Dylan Sher’s project is called Before the Plate

By Diego Flammini
Assistant Editor, North American Content
Farms.com

A documentary created by a third-year University of Guelph agribusiness student looks to show how a prepared piece of food started out as crops or livestock on a farm.

“The film storyline itself is going to take food from a Toronto restaurant and follow it back to the farms those pieces of food came from,” said Dylan Sher, creator of the documentary Before the Plate. “You can actually see the food coming off the field, going down the line and eventually ending up on the plate.”

In general, he said the film’s purpose is to promote Canadian agriculture and dispel any myths consumers might have about the industry.

Before The Plate

Dylan grew up the Greater Toronto Area but his education led him to the University of Guelph and the agriculture industry. As someone who lived the rural/urban divide, he said his inspiration for the movie came after multiple conversations with his friends at home.
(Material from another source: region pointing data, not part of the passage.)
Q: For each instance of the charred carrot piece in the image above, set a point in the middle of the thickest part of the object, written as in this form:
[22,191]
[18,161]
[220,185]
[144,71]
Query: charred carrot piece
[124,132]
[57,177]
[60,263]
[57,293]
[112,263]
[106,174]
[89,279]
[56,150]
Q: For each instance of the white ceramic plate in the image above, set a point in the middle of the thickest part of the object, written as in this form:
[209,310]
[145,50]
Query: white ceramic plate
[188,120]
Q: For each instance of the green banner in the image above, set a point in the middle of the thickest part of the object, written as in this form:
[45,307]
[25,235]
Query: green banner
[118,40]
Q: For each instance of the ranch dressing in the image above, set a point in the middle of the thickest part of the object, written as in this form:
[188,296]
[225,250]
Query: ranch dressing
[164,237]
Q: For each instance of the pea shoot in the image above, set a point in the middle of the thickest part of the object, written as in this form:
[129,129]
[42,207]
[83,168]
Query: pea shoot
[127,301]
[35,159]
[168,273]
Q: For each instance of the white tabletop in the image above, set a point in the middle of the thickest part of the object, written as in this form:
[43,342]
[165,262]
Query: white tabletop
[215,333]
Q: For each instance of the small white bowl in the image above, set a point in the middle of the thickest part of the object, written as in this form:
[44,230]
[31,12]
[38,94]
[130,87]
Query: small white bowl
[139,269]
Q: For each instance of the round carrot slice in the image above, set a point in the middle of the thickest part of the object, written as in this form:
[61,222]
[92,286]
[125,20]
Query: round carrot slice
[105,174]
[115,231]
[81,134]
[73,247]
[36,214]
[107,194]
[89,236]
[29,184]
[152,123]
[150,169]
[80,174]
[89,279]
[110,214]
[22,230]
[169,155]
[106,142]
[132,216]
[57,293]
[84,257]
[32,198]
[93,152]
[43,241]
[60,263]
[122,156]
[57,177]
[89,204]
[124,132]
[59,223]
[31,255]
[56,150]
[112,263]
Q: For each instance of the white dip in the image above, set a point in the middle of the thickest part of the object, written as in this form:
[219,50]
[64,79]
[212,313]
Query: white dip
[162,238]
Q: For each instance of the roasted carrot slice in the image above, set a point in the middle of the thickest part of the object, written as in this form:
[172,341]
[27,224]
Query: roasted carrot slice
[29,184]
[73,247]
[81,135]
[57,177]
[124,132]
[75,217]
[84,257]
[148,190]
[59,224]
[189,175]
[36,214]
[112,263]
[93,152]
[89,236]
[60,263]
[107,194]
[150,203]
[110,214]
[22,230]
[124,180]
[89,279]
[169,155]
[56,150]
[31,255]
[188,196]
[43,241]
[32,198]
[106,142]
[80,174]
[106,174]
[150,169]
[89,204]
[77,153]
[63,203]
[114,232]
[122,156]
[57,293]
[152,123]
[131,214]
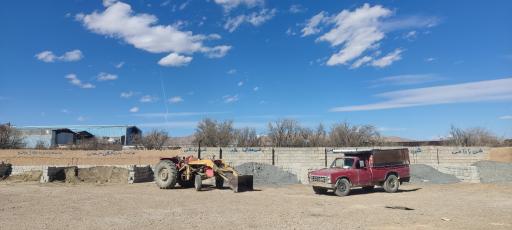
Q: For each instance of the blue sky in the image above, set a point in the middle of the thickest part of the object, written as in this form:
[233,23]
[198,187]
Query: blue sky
[411,68]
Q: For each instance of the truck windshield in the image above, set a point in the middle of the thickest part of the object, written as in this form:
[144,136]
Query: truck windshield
[343,163]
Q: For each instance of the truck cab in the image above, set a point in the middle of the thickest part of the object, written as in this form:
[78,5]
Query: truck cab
[365,169]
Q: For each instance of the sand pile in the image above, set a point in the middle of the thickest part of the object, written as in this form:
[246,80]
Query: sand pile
[421,173]
[265,174]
“Over the course of a summer while I was working on a dairy farm, I was trying to think about how to show my friends back in the city what happens on a farm and answer some of the concerns they had.

“People in the city are quick to have a very active voice without ever actually seeing it themselves.”


Dylan Sher
Photo: Twitter

A main talking point in the project is how farmers have to answer to people who don’t grow food but have strong opinions on how it should be produced.
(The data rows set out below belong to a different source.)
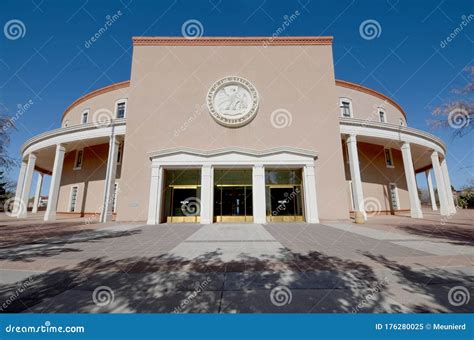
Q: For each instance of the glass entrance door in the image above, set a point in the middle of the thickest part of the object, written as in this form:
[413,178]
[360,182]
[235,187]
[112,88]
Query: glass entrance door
[233,196]
[284,196]
[182,194]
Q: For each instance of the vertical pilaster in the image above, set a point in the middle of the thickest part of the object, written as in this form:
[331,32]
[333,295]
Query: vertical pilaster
[53,195]
[156,190]
[355,175]
[309,186]
[25,192]
[258,192]
[415,205]
[107,207]
[39,183]
[207,193]
[440,185]
[434,206]
[447,184]
[17,206]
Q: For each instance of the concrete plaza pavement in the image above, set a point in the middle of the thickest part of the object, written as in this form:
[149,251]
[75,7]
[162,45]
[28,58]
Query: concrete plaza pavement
[391,264]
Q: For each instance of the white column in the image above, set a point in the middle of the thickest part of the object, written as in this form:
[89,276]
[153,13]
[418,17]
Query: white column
[309,185]
[207,190]
[39,183]
[447,183]
[258,193]
[107,207]
[25,192]
[443,201]
[53,195]
[19,187]
[431,190]
[355,175]
[156,195]
[415,205]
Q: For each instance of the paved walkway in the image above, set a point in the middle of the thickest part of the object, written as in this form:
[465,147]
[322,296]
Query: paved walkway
[331,267]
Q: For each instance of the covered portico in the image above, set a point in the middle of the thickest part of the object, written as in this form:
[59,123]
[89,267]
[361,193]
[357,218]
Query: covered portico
[44,154]
[420,152]
[257,161]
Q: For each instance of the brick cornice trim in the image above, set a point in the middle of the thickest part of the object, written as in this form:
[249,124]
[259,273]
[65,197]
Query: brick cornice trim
[231,41]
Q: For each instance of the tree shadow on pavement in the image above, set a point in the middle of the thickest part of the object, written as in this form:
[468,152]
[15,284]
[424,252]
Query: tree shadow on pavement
[25,243]
[439,288]
[453,234]
[288,282]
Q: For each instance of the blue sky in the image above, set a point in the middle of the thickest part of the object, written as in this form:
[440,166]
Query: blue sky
[51,66]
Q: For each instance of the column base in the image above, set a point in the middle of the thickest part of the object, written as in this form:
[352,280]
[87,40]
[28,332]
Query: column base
[49,217]
[416,214]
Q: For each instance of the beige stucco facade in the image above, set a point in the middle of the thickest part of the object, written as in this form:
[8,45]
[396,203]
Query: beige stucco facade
[167,125]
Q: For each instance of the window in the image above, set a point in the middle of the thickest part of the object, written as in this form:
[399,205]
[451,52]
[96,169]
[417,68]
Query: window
[114,198]
[73,200]
[345,109]
[85,114]
[120,109]
[345,152]
[382,116]
[78,160]
[394,201]
[345,105]
[388,158]
[119,153]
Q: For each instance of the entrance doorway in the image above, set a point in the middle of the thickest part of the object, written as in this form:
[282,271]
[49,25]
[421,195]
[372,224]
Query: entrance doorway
[182,194]
[233,195]
[284,195]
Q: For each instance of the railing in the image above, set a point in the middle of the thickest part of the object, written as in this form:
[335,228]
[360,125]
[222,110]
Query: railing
[392,127]
[71,129]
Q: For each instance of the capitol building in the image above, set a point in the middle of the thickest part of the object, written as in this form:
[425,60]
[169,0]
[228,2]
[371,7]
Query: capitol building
[233,129]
“It’s a point of frustration for (the farmers),” Sher said. “They dedicate their lives to this and take pride in what they do and are stomped on by others. No farmer looks at another and says they’re better, but in the city there’s a strong moral divide.”

Dylan has set up a Kickstarter page to help secure funding for his project, which he hopes to show at the Toronto International Film Festival in 2018 or have picked up by streaming services.

Donations are being accepted until Feb. 18.